Before I wrote online, I kept a journal, primitive-style, in a big paper book. On December 9, 2001, I was reading Hitchhiker's Guide to the Galaxy, and a passage there more accurately described my feelings that moment than anything else I could think of myself. I added it to my journal.
"Ford was holding up a small glass jar which quite clearly had a small yellow fish wriggling around in it. Arthur blinked at him. He wished there was something simple and recognizable he could grasp hold of. He would have felt safe if alongside the Dentrassis' underwear, the piles of Sqornshellous' mattresses and the man from Betelgeuse holding up a small yellow fish and offering to put it in his ear, he had been able to see just a small packet of cornflakes."
There was no small packet of cornflakes for me either, so I started a journal to serve the purpose. It was a tiny, normal, familiar, comforting, inconsequential world I could grasp in my hand and control, and it made sense, if absolutely nothing else did. I could focus in on it when I needed to breathe, and let everything else slow-fade into the background until I regained my equilibrium.

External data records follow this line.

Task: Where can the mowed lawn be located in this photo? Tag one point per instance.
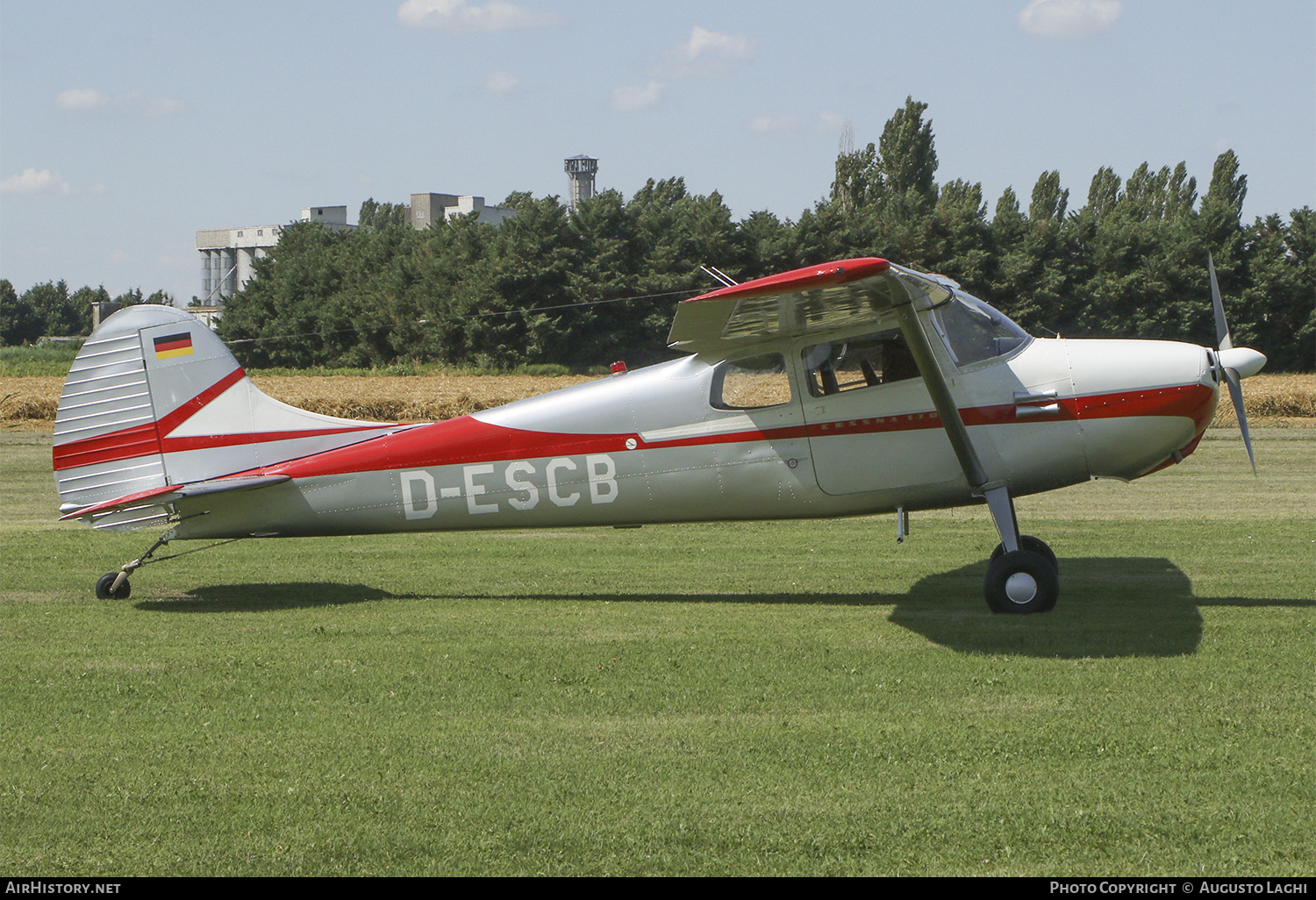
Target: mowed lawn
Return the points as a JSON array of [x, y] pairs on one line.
[[733, 699]]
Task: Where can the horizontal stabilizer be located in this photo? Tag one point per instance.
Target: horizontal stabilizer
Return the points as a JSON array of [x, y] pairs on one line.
[[160, 496]]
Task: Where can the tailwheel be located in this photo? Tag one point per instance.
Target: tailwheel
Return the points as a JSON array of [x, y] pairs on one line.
[[1021, 582], [1034, 545], [113, 586]]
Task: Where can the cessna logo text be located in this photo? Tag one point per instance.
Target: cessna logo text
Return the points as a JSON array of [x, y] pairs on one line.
[[520, 486]]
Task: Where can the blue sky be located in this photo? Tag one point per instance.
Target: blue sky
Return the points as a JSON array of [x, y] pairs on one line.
[[125, 126]]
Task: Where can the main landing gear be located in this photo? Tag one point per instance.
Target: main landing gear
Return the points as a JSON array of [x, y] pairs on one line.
[[1023, 575]]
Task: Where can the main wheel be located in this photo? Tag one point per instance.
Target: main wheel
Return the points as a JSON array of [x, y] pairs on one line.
[[105, 589], [1021, 582], [1034, 545]]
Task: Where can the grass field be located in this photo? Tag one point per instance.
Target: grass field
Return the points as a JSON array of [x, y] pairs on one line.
[[731, 699]]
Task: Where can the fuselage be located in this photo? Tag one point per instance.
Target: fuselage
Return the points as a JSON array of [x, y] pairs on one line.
[[661, 445]]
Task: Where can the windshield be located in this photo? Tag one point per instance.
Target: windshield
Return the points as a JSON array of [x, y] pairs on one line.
[[974, 332]]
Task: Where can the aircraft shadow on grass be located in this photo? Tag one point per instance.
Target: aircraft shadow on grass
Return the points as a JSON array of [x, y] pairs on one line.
[[1141, 607]]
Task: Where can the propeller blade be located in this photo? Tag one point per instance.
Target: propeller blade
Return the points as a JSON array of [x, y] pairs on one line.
[[1236, 396], [1234, 363], [1223, 341]]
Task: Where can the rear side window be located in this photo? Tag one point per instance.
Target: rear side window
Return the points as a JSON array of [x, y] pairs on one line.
[[858, 362], [752, 383]]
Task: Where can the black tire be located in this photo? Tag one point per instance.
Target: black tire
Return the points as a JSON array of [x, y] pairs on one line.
[[1032, 545], [1020, 583], [104, 589]]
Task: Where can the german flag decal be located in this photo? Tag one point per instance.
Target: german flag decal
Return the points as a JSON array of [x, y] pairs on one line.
[[174, 345]]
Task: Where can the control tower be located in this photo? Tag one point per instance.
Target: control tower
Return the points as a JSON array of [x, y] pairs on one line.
[[581, 171]]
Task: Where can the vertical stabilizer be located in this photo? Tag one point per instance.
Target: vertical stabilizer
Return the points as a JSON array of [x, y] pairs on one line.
[[155, 399]]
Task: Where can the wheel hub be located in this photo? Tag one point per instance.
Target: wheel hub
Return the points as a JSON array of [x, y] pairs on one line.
[[1020, 587]]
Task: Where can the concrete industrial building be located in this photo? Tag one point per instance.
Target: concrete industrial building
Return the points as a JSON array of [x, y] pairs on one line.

Just over a year ago, I left Japan and returned to my former hometown, and now it's me that no longer makes any sense, and that's much harder to write about or to understand. In Japan, sharing was part of the thrill, and the thing that best helped me grasp what I was experiencing and how it was affecting me. It all felt too big to keep inside in Japan, but what I've gone through since I decided to leave has been too big for me to let out. Now I'm focusing in on little pieces of Japan for equilibrium, a Hokusai print here, an Ultraman toy there, the little things I stowed back with me, maybe sensing this would come. In Japan, it was easy to understand why nothing made sense. It was to be expected, and it was okay. In my hometown, with a familiar face on every block and a memory on every corner, losing equilibrium feels a lot more poignant.

I don't think what you're feeling is at all unusual. I lived in Japan for four years, then moved back to the U.S. (Texas, like yourself), where I've been for the past three and a half years ... and have found that I don't really like it here anymore. I feel out of place, and often daydream of the sights and smells of Japan. Yes, in Japan I would occasionally be homesick for America ... but to be in America and long for Japan? To me, that says something: it says that "belonging" isn't so much an action as it is an idea.
I hope you find a way to address the feelings you currently face. As for me, I've already made up my mind -- I'm moving back to Japan.
Posted by: From Texas, can relate | Thursday, January 19, 2006 at 10:05 PM
Glad to see you posting again!
Posted by: J. | Wednesday, January 18, 2006 at 06:00 AM
I, too, felt more comfortable in the surrealness of Japan precisely because I had a reason to feel out of place. And on returning to Texas, I lost that reason and went back to feeling odd again.
I don't know if it ever changes, but you express it very beautifully and I enjoy reading your observations.
Posted by: M Sinclair Stevens | Thursday, January 12, 2006 at 09:31 PM
Yay... my psychic-prodding worked.
You are far too good a writer to leave your words unread.
Posted by: Jef | Thursday, January 12, 2006 at 08:27 PM
hello, i am commenting here for the first time, but have always liked your blog. this entry especially spoke to my heart -- i'm the opposite of you, being Japanese and spent time in the U.S., but can relate to what you must be going through. i found myself terribly lost when returning "home", nothing felt right, and i felt so out of place. you express your experiences beautifully!
Posted by: paganpoetry | Thursday, January 12, 2006 at 08:26 PM
Welcome back, Karla. I've been popping by hopefully every now and then.